He was the one that I was totally besotted with. It took me years to get over him, even though I married my first husband just 5 months later.

OMG, I never even put that together before; how "on the rebound" I was . . .

OK, I'll quit now, before I start remember other unpleasant, embarrassing things . . . LOL

Lynnie said...

Jo, you wrote: "He didn't show up at one of his own family overnight get togethers where i had been invited (and arrived separately with his brother) and i was there the whole weekend with his family but without him."

I had one of those, too. Carl (Bad Boyfriend between husband #1 and present husband) invited me to his sister's wedding at a very posh resort in Lake Geneva, Wisconsin. He brought me there, and then ignored me for the entire weekend, spending all of his time playing golf and drinking with his Dad and the brothers-in-law, leaving me with his Mom and sisters whom I had never met before. They were so sweet to me, but I was really hurt to be so ignored.

OK, now I'm done for sure!

Unknown said...

I have way too many to tell.

Let's see....there was James...he was seeing me and a bunch of other girls on campus AND he was engaged to a girl back home. When I found out I sold his car on the free flyer at the grocery store. He didn't find that amusing at all.

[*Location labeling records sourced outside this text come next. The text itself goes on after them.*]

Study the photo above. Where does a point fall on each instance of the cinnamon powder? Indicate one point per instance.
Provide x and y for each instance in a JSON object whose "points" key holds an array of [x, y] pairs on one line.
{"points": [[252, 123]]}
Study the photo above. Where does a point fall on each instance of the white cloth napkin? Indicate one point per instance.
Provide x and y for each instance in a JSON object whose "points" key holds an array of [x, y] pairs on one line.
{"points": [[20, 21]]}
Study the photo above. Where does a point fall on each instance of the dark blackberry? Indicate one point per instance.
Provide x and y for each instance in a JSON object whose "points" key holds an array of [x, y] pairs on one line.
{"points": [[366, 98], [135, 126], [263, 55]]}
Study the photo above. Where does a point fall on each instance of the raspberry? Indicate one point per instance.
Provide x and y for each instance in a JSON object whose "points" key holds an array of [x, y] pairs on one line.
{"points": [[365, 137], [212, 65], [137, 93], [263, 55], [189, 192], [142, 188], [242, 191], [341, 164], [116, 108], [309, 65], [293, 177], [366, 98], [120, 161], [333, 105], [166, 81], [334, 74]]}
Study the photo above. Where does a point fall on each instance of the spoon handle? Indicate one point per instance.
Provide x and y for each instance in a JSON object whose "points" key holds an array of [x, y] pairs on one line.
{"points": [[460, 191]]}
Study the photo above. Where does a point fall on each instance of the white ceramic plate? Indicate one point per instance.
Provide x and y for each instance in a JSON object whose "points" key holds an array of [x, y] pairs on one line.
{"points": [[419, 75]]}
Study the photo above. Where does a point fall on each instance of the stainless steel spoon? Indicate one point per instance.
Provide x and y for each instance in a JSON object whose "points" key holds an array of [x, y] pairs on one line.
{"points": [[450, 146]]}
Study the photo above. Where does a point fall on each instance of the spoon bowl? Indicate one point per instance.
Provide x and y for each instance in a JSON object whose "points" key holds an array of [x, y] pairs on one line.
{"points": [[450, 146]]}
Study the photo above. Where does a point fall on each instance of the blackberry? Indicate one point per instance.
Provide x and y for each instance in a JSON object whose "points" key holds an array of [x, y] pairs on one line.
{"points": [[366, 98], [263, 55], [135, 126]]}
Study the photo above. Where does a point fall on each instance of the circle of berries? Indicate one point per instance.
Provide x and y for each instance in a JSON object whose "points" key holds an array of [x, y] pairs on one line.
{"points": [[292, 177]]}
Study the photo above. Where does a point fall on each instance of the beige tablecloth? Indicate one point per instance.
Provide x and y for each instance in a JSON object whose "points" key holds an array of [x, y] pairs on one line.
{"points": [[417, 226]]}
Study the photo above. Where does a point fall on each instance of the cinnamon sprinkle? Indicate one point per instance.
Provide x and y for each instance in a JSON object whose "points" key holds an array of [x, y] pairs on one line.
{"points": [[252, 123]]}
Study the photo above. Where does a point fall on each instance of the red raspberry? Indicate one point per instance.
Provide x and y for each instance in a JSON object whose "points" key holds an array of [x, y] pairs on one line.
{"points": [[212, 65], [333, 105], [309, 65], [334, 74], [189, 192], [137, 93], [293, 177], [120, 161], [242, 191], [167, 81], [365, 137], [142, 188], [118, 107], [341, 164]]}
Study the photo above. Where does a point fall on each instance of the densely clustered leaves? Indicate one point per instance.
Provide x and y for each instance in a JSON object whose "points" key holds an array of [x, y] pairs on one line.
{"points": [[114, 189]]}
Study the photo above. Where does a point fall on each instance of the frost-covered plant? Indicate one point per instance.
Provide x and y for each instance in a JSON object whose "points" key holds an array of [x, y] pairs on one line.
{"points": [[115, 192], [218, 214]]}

Then there were the many stream of losers that I dated after my divorce...there was James with the 2 inch penis who had to end our dates at ten. Said he had to work early..but it was because his real girlfriend got off work then.

Oh, and the bi-sexual soldier who was married?

And Larry who wanted to get married and have babies on our first date..

And for everyone, Satan was actually a wonderful boyfriend and a husband..till he wasn't.

IslandPearl said...

I have a new blog (additional) ... it's at
http://whoawhuh.blogspot.com/
and is somewhat self explanatory.

Modern Hippie said...

you told me to come post one, but i have to think harder for one. i mean james was shitty but there arent any stories really, or i dont rememebr them they were a long time ago! ill think and get back to you i just didnt want you to think i ignored your email to check it out.

equeyaya said...

I don't have too much material for this, being that I met my husband when I was 15.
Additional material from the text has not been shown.